Both the trace plot and the density plot in Figure 51.5 are indications of successful convergence.

Figure 51.6 reports selected results that summarize the 10,000 posterior samples. The arithmetic means of the success probabilities in the two components are 0.0917 and 0.3974, respectively. The posterior mean of the mixing probability is 0.8312. These values are similar to the maximum likelihood parameter estimates in Figure 51.2 (after swapping components).

Figure 51.6: Summaries for Posterior Estimates

Posterior Summaries
Component	Parameter	N	Mean	Standard Deviation	Percentiles
Component	Parameter	N	Mean	Standard Deviation	25	50	75
1	Success Probability	10000	0.0917	0.0168	0.0830	0.0938	0.1027
2	Success Probability	10000	0.3974	0.0871	0.3379	0.3957	0.4556
1	Probability	10000	0.8312	0.1045	0.7986	0.8578	0.8984

Posterior Intervals
Component	Parameter	Alpha	Equal-Tail Interval		HPD Interval
1	Success Probability	0.050	0.0530	0.1187	0.0585	0.1212
2	Success Probability	0.050	0.2272	0.5722	0.2343	0.5780
1	Probability	0.050	0.5464	0.9454	0.6325	0.9642

Note that the standard errors in Figure 51.2 are not comparable to those in Figure 51.6, since the standard errors for the MLEs are expressed on the logit scale and the Bayes estimates are expressed on the data scale.
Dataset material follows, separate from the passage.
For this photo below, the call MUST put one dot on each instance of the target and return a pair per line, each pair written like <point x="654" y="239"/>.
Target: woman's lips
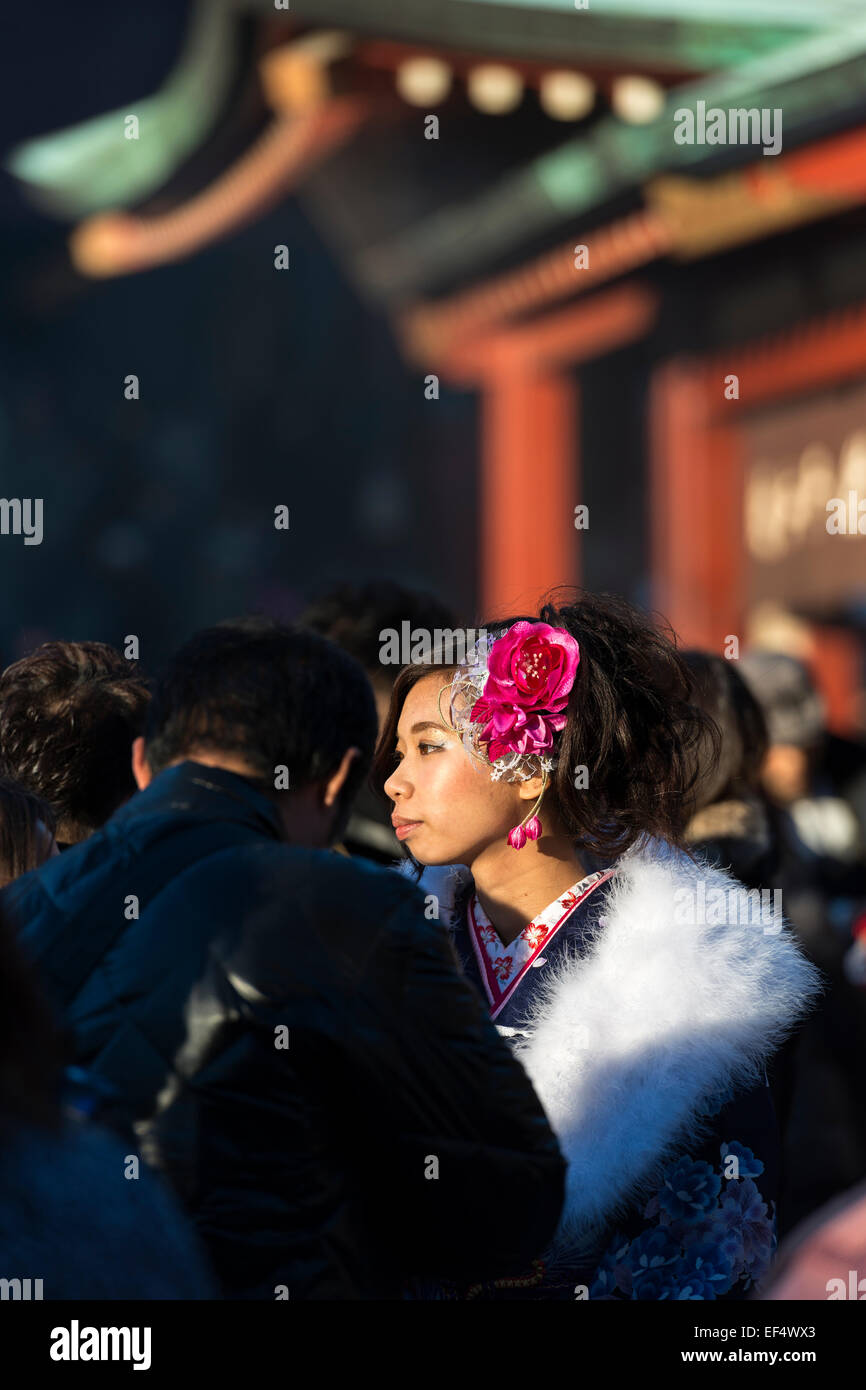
<point x="406" y="829"/>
You can add the METROPOLIS option in the BAYES statement to sample the quantities on the logit scale.

The "Posterior Intervals" table in Figure 51.6 displays 95% credible intervals (equal-tail intervals and intervals of highest posterior density). It can be concluded that the component with the higher success probability contributes less than 40% to the process.